I am fully appreciative of the defendant’s argument that no personal judgment should be rendered against it under the first or seventh counts of the complaint for the reason that the premises have been appraised by disinterested appraisers appointed by this court, in the amount of $3,000, and that the premises have been assessed for $10,000 by the town, and that the total amount of taxes due from all the defendants is less than the appraised valuation, $3,000. But I agree with counsel for the plaintiffs that this position is not well taken for it presupposes that the owner of the equity of redemption, or the Peck estate, which claims an interest in the premises by reason of a mortgage thereon, will not redeem. The experience of the sale is rather impressive on this point. It was that no matter what the appraisal or assessment value of the premises was, the premises brought only $180 on the sale.

In the instant case, it is not questioned that the taxes were properly assessed against the defendant and due and owing from it to the plaintiffs. If not, the defendant had its remedy at the time the assessments were laid. It could have appealed to the Board of Relief and if not satisfied with its action, to the Superior Court. But in an action to collect the tax it cannot contest the valuation which had been placed upon its property and upon which taxes were levied against it. West Haven vs. Aimes, 123 Conn. 543.

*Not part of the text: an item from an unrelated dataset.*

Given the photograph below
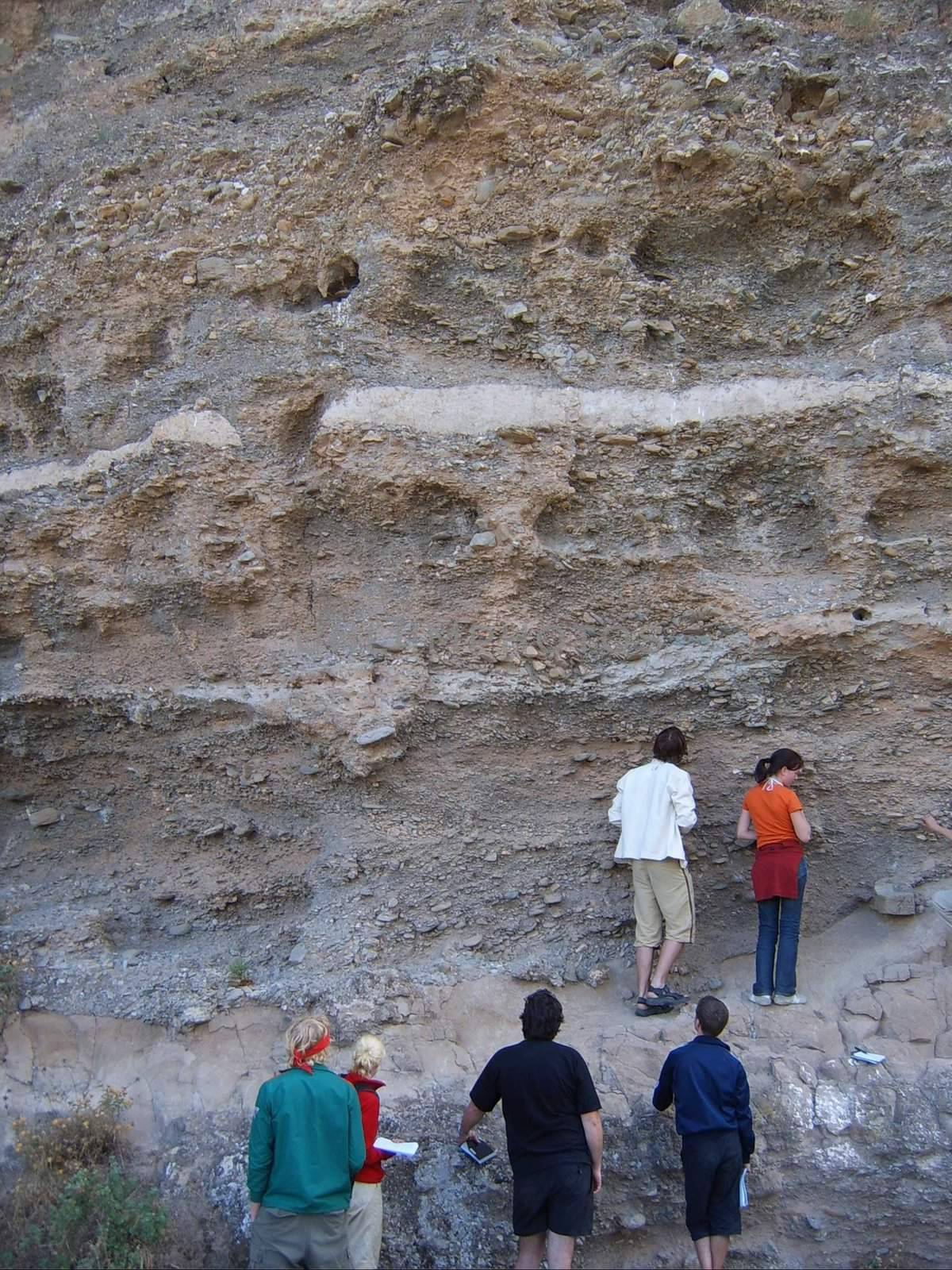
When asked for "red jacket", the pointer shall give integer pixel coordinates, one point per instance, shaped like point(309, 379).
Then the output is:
point(370, 1114)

If we were to follow the defendant's argument to its logical conclusion, in the light of the experience of the sale, it would simply mean this: that if the defendants Kass and Peck estate, redeemed the premises on a foreclosure alone, they would have to pay the tax of the defendant Fulton Markets, Inc.; and if they did not, then the plaintiffs would be taking title to the premises, which at a sale brought an amount considerably less than the amount of the taxes due from all the defendants. In other words, it would mean that the defendant Fulton Markets, Inc., holder of the premises for the duration of two tax lists, would escape entirely without paying the taxes which had been levied and assessed against it. In the light of the facts in this case, this would be inequitable. The plaintiffs, under the circumstances, I feel are justified in the course which they have taken.

Judgment is, therefore, directed for the plaintiff, Town of Southington, to recover of the defendant Fulton Markets, Inc., $385.49, and for the plaintiff, Borough of Southington, to recover of the defendant Fulton Markets, Inc, $100.20; and judgment of strict foreclosure is directed against the defendants ■ Mark Kass and J. Lambert Degnan, administrator, c.t.a., of the estate of Harriet F. Peck.

Redemption date is fixed as March 1, 1939, for Mark Kass, and March 2, 1939, for J. Lambert Degnan, administrator, c.t.a.